A causa dell’emergenza sanitaria, sostiene uno studio del Censis reso pubblico ieri, in Italia ben 23,2 milioni di persone hanno dovuto fronteggiare delle difficoltà con redditi familiari ridotti. Sono 2 milioni quelli già duramente colpiti nella prima ondata della pandemia. Sono 9 milioni gli italiani che hanno dovuto integrare i redditi ricorrendo ai familiari o alle banche.

Il timore di rimanere senza un reddito è avvertito dal 53% delle persone a basso reddito, mentre il 42% degli italiani vede il proprio lavoro a rischio. Il 60% degli italiani ritiene che la perdita del lavoro o del reddito sia un evento possibile che lo può riguardare nel prossimo anno, il 2021.

È quanto emerge dal Secondo Rapporto Censis-Tender capital sui Buoni Investimenti “La sostenibilità al tempo del primato della salute” (qui).

Il rapporto evidenzia poi anche differenze generazionali: tutti i fenomeni di riduzione dell’occupazione colpiscono di più i giovani rispetto ai lavoratori adulti. Per quanto riguarda il gender gap, tra uomini e donne ci sono 20 punti di differenza nel tasso di occupazione.

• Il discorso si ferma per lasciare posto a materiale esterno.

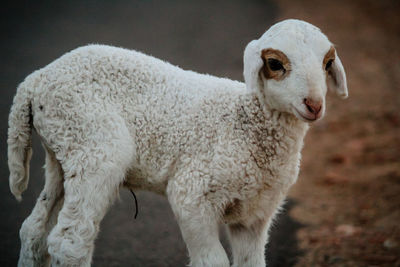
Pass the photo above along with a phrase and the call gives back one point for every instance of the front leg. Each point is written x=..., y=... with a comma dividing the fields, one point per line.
x=248, y=243
x=198, y=222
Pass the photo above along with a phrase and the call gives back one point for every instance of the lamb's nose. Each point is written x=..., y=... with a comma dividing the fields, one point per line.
x=313, y=106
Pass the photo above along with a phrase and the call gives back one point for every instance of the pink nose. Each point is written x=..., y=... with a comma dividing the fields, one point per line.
x=313, y=106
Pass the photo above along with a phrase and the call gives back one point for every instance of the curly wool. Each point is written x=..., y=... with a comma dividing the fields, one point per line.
x=111, y=117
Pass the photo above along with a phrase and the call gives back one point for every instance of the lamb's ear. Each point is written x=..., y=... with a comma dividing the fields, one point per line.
x=252, y=65
x=336, y=79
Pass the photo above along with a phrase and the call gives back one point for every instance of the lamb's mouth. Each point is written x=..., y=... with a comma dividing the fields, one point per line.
x=304, y=117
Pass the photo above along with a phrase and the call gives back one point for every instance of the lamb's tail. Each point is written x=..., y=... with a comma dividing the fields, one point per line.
x=19, y=140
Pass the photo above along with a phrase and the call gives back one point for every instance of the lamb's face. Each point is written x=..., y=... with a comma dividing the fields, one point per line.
x=292, y=65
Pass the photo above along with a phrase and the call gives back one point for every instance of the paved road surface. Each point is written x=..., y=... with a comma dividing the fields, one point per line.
x=207, y=37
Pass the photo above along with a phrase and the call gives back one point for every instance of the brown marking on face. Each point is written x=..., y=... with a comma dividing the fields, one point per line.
x=275, y=54
x=330, y=55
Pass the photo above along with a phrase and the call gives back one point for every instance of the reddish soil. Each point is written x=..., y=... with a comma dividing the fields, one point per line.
x=348, y=192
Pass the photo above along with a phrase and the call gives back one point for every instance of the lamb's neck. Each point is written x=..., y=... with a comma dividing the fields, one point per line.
x=273, y=131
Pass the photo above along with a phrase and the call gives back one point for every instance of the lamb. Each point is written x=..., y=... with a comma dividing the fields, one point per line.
x=222, y=151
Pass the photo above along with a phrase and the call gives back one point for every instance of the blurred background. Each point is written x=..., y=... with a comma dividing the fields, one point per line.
x=344, y=209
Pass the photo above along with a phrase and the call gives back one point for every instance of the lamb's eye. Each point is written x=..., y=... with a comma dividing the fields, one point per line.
x=275, y=64
x=328, y=64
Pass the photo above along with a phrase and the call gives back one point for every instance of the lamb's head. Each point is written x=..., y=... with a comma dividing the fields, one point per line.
x=291, y=67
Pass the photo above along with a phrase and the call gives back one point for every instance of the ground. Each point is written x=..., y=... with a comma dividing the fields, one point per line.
x=345, y=208
x=348, y=193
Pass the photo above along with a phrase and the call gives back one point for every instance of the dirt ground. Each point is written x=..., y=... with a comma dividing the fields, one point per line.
x=345, y=208
x=348, y=193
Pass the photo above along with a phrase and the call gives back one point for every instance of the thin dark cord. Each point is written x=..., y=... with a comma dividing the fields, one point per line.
x=134, y=196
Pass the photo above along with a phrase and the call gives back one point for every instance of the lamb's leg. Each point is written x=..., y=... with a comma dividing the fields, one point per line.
x=199, y=225
x=36, y=227
x=93, y=176
x=248, y=243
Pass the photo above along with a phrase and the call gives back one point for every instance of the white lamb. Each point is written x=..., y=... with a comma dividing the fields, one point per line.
x=222, y=151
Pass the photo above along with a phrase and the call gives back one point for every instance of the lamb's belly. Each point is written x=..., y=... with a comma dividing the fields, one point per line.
x=137, y=178
x=259, y=208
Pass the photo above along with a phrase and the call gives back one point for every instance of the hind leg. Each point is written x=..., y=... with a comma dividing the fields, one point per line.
x=36, y=227
x=94, y=173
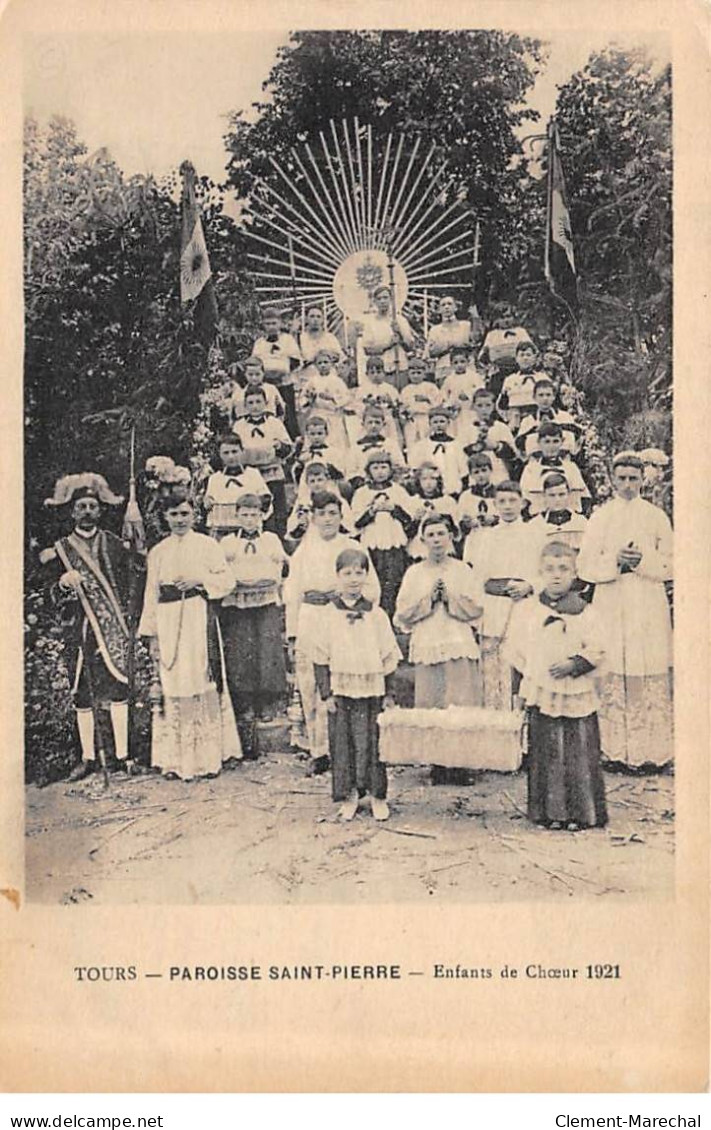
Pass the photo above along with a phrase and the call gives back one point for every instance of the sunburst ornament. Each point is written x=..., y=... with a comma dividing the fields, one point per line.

E, in questo periodo, il tasso di occupazione delle donne è diminuito quasi del doppio rispetto a quello degli uomini.

Il 54% delle donne che lavorano dice che in questi mesi è aumentato lo stress e la fatica, mentre tra gli uomini sono il 39%.

Differenze emergono poi anche nell’accesso al web, con il 40% di famiglie a basso livello socioeconomico che non ha accesso alla rete, mentre tra le famiglie ad alto livello socioeconomico sono solo l’1,9%. Secondo il rapporto il quadro che emerge è chiaro. Usciremo dalla pandemia con una società più diseguale, sia in termini di redditi e patrimoni, sia per quanto riguarda le altre differenze.

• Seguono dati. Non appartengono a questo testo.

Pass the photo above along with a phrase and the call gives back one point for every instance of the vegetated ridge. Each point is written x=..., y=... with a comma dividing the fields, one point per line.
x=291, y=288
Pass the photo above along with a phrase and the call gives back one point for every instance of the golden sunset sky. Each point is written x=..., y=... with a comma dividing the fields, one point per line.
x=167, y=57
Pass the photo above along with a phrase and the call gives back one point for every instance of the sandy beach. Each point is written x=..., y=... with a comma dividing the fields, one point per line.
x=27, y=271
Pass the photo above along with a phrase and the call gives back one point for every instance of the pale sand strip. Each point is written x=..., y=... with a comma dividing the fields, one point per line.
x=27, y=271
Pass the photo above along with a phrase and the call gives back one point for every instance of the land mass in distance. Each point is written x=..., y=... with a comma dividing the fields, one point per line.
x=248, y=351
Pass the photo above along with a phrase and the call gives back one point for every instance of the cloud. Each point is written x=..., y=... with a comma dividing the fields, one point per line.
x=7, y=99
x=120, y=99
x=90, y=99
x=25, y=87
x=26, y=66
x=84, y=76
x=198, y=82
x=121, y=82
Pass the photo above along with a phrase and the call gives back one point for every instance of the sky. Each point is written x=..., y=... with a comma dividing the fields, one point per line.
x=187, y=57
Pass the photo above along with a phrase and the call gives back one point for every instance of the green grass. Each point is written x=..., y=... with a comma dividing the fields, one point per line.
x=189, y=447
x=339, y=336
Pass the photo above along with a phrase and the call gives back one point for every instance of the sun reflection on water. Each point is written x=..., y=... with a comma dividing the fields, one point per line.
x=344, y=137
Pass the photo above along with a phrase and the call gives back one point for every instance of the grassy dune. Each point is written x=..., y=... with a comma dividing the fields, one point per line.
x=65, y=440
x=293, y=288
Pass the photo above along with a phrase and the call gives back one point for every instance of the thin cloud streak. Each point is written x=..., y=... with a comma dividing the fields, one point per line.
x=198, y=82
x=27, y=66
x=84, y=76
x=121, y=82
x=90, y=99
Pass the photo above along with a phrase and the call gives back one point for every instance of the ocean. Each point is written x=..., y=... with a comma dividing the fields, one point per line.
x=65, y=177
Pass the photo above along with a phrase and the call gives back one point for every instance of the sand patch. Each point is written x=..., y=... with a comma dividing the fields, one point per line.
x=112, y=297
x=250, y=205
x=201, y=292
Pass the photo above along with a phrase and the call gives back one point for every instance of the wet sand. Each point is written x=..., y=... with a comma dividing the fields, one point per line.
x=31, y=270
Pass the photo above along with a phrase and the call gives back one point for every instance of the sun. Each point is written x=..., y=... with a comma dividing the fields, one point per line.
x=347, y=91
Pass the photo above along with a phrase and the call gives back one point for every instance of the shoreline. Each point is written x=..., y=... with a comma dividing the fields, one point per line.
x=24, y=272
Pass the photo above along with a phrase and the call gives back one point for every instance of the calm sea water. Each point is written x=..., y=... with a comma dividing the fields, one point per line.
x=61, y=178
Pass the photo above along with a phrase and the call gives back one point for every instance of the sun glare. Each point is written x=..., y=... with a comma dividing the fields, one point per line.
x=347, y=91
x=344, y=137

È significativo, inoltre, il fatto che l’82,3% degli italiani sia favorevole a misure che impongono la permanenza in Italia di stabilimenti e imprese che producono beni e servizi strategici come ad esempio mascherine e respiratori, essenziali durante la pandemia.

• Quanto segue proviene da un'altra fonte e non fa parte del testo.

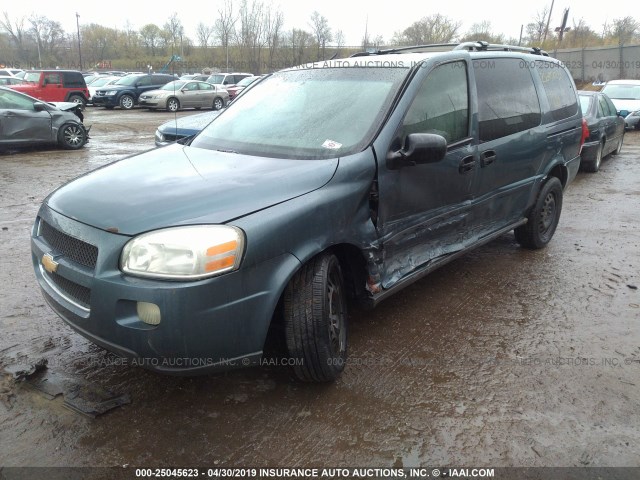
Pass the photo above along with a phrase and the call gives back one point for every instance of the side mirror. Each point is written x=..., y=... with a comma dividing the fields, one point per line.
x=418, y=148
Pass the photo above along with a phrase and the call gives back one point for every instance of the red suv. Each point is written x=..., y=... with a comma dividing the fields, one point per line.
x=55, y=86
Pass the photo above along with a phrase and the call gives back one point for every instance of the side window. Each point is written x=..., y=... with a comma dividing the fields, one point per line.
x=558, y=88
x=613, y=111
x=11, y=100
x=507, y=98
x=52, y=78
x=73, y=80
x=603, y=108
x=441, y=105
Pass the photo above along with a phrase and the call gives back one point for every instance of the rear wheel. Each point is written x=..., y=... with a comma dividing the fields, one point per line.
x=127, y=102
x=594, y=165
x=79, y=100
x=218, y=103
x=543, y=219
x=72, y=136
x=173, y=105
x=315, y=319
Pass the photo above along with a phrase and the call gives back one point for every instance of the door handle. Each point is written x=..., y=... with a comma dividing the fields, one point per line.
x=467, y=164
x=487, y=158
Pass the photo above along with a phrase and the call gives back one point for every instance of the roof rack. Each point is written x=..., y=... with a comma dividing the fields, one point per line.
x=479, y=46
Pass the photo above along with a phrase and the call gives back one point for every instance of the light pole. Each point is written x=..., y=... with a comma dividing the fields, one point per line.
x=79, y=49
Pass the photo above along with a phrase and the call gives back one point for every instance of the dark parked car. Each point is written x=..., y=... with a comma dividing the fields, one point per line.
x=183, y=127
x=606, y=129
x=341, y=181
x=26, y=121
x=11, y=81
x=126, y=91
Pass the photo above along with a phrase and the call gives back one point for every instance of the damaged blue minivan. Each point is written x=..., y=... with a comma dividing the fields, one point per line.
x=330, y=183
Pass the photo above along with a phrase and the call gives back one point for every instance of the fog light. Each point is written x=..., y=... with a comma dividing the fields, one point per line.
x=148, y=313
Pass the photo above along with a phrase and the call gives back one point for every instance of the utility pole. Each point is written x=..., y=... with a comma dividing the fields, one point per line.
x=546, y=30
x=79, y=48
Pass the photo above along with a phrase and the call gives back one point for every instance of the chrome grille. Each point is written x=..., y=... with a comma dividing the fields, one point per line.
x=79, y=294
x=74, y=249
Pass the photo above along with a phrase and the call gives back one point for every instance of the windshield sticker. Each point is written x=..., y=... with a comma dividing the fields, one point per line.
x=330, y=144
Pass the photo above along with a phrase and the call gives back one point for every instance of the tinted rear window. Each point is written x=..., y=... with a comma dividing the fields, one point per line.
x=559, y=89
x=507, y=98
x=74, y=80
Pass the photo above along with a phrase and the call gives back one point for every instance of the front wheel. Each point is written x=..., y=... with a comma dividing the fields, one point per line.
x=72, y=136
x=315, y=320
x=543, y=219
x=173, y=105
x=79, y=100
x=127, y=102
x=218, y=103
x=619, y=146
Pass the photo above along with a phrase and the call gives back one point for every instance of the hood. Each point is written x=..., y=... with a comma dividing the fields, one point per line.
x=178, y=185
x=626, y=104
x=190, y=124
x=65, y=106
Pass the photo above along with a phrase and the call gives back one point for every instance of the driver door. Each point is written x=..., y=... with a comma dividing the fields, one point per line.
x=424, y=208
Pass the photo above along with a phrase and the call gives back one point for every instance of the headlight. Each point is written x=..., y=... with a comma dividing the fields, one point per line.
x=184, y=253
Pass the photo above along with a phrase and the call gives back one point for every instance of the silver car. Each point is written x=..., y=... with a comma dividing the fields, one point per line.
x=181, y=94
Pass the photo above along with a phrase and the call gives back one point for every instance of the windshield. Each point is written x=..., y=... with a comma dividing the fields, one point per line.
x=177, y=85
x=247, y=81
x=584, y=103
x=306, y=114
x=215, y=79
x=32, y=76
x=623, y=92
x=128, y=80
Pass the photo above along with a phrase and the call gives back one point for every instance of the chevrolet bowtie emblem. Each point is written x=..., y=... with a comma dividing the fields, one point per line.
x=49, y=264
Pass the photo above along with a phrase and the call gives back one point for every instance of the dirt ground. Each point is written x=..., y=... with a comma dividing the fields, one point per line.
x=505, y=357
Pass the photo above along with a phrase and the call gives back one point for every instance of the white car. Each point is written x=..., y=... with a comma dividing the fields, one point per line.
x=99, y=83
x=625, y=95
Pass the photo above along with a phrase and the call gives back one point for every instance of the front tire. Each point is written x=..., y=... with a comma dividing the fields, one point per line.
x=315, y=320
x=544, y=218
x=173, y=105
x=619, y=147
x=79, y=100
x=127, y=102
x=72, y=136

Come si evince dal Rapporto, questo interesse si accompagna al protezionismo contro i prodotti di Paesi che non rispettano le nostre regole sociali e sanitarie. Lo dichiara l’86% degli intervistati (88,3% tra le donne e 89,2% tra chi risiede nel Nord Est).

Emblematicamente, lo stesso Censis ha pubblicato un altro rapporto dedicato a “I benestanti” cioè la classe agiata in un paese nel quale si stanno acutizzando sanguinosamente le disuguaglianze sociali. Si tratta di 1,5 milioni di persone (su 60 milioni) che detengono un patrimonio finanziario complessivo di 1.150 miliardi di euro, aumentato del 5,2% negli ultimi due anni: una cifra pari a tre quarti del Pil del Paese atteso nel 2020. Nel rapporto, vengono ritenuti benestanti, gli italiani con un patrimonio finanziario superiore a 500.000 euro (valore medio: 760.000 euro).

Secondo il Censis, oggi anche i ricchi sono inquieti. Il 62,6% dei benestanti soffre l’incertezza di questo periodo. A preoccupare di più sono le malattie (46%) e le minacce al reddito (39,7%). In merito alla gestione del loro patrimonio, per il 66,7% dei benestanti è opportuno investire nelle imprese dell’economia reale. Per l’87,5% la priorità è investire in coperture assicurative per la salute, la vecchiaia, l’educazione dei figli.

Convinti che lo Stato non potrà dare tutto a tutti per sempre, il 53% si aspetta che in futuro il sistema di welfare pubblico garantisca i servizi essenziali (ad esempio, le terapie intensive nella sanità e gli interventi salvavita) e che per il resto chi può dovrà pagare da sé le prestazioni. Il 41,8% dei benestanti ha già sottoscritto assicurazioni e il 24,9% è intenzionato a spendere di più per la sanità integrativa (solo il 5,9% ridurrà questa voce di spesa in futuro).